Virtual Private Cloud (VPC) - Salem73616C656D/reading-notes GitHub Wiki
Key Takeaways
Virtual Private Cloud:
- A VPC is a public cloud offering that lets an enterprise establish its own private cloud-like computing environment on shared public cloud infrastructure. A VPC gives an enterprise the ability to define and control a virtual network that is logically isolated from all other public cloud tenants, creating a private, secure place on the public cloud.
Features:
- Agility: Control the size of your virtual network and deploy cloud resources whenever your business needs them. You can scale these resources dynamically and in real-time.
- Availability: Redundant resources and highly fault-tolerant availability zone architectures mean your applications and workloads are highly available.

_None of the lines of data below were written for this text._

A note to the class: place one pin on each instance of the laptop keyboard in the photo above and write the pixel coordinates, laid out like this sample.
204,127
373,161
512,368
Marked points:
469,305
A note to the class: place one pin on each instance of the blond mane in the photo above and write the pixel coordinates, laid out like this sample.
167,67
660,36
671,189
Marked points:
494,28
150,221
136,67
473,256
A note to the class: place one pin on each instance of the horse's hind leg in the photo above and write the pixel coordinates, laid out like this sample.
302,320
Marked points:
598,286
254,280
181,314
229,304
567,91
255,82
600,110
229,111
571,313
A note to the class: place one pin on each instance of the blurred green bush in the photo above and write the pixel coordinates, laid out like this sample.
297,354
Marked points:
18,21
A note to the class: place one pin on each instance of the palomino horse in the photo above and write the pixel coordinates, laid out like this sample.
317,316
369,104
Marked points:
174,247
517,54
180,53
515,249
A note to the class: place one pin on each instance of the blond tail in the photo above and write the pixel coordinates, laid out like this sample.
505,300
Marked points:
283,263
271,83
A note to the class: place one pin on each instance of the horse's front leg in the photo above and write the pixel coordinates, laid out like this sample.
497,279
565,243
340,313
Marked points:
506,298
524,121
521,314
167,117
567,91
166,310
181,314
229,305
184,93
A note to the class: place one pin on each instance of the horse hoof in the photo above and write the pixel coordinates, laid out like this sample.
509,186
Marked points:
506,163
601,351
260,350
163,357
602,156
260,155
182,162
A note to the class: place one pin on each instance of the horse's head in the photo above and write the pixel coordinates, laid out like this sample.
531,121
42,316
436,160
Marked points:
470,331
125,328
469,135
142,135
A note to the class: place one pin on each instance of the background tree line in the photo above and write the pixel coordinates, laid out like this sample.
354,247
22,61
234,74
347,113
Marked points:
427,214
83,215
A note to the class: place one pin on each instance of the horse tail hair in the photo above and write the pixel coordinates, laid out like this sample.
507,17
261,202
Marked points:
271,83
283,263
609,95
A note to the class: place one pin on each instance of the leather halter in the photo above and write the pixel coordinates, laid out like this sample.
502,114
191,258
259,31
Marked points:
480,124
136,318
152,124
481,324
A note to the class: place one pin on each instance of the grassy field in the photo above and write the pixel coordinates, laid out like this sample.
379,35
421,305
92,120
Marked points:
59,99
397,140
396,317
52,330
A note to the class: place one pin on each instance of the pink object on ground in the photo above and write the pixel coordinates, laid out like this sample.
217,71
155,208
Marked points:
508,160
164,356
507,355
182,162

- Security: Because the VPC is a logically isolated network, your data and applications won’t share space or mix with those of the cloud provider’s other customers. You have full control over how resources and workloads are accessed, and by whom.
- Affordability: VPC customers can take advantage of the public cloud’s cost-effectiveness, such as saving on hardware costs, labor times, and other resources.
Benefits:
- Flexible business growth: Because cloud infrastructure resources—including virtual servers, storage, and networking—can be deployed dynamically, VPC customers can easily adapt to changes in business needs.

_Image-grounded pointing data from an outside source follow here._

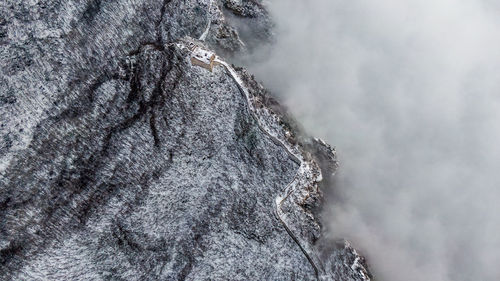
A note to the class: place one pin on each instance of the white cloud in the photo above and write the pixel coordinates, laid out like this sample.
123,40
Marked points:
409,93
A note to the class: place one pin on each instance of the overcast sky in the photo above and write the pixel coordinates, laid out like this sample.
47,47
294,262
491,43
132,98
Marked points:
409,93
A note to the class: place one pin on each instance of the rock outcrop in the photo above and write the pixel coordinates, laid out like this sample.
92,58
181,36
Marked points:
121,159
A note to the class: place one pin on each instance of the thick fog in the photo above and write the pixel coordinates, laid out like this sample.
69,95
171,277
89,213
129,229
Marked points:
408,91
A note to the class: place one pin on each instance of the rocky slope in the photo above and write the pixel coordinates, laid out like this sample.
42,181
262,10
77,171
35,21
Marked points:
131,150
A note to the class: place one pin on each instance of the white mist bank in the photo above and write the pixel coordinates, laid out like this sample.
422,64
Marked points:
409,93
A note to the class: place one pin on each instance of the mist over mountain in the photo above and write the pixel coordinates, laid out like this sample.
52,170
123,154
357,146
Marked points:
408,92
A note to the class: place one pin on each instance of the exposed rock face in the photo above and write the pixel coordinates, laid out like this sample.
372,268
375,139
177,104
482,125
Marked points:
121,160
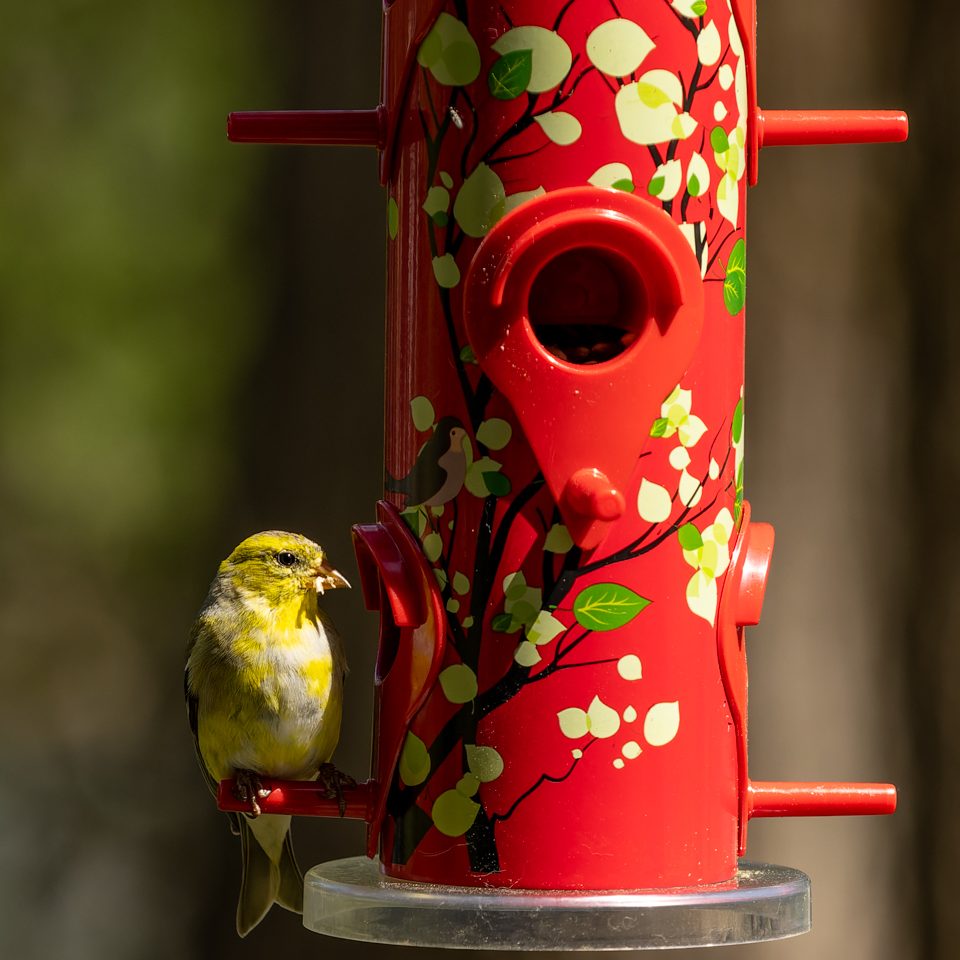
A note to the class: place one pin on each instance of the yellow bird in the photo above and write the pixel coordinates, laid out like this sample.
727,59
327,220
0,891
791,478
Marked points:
264,689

- Satisfied customers: In today’s “always-on” digital business environments, customers expect uptime ratios of nearly 100%. The high availability of VPC environments enables reliable online experiences that build customer loyalty and increase trust in your brand.
- Reduced risk across the entire data lifecycle: VPCs enjoy high levels of security at the instance or subnet level, or both. This gives you peace of mind and further increases the trust of your customers.
- More resources to channel toward business innovation: With reduced costs and fewer demands on your internal IT team, you can focus your efforts on achieving key business goals and exercising core competencies.
Architecture:
- Compute: Virtual server instances (VSIs, also known as virtual servers) are presented to the user as virtual CPUs (vCPUs) with a predetermined amount of computing power, memory, etc.
- Storage: VPC customers are typically allocated a certain block storage quota per account, with the ability to purchase more. It is akin to purchasing additional hard drive space. Recommendations for storage are based on the nature of your workload.
- Networking: You can deploy virtual versions of various networking functions into your virtual private cloud account to enable or restrict access to its resources. These include public gateways, which are deployed so that all or some areas of your VPC environment can be made available on the public-facing Internet; load balancers, which distribute traffic across multiple VSIs to optimize availability and performance; and routers, which direct traffic and enable communication between network segments. Direct or dedicated links enable rapid and secure communications between your on-premises enterprise IT environment or your private cloud and your VPC resources on public cloud.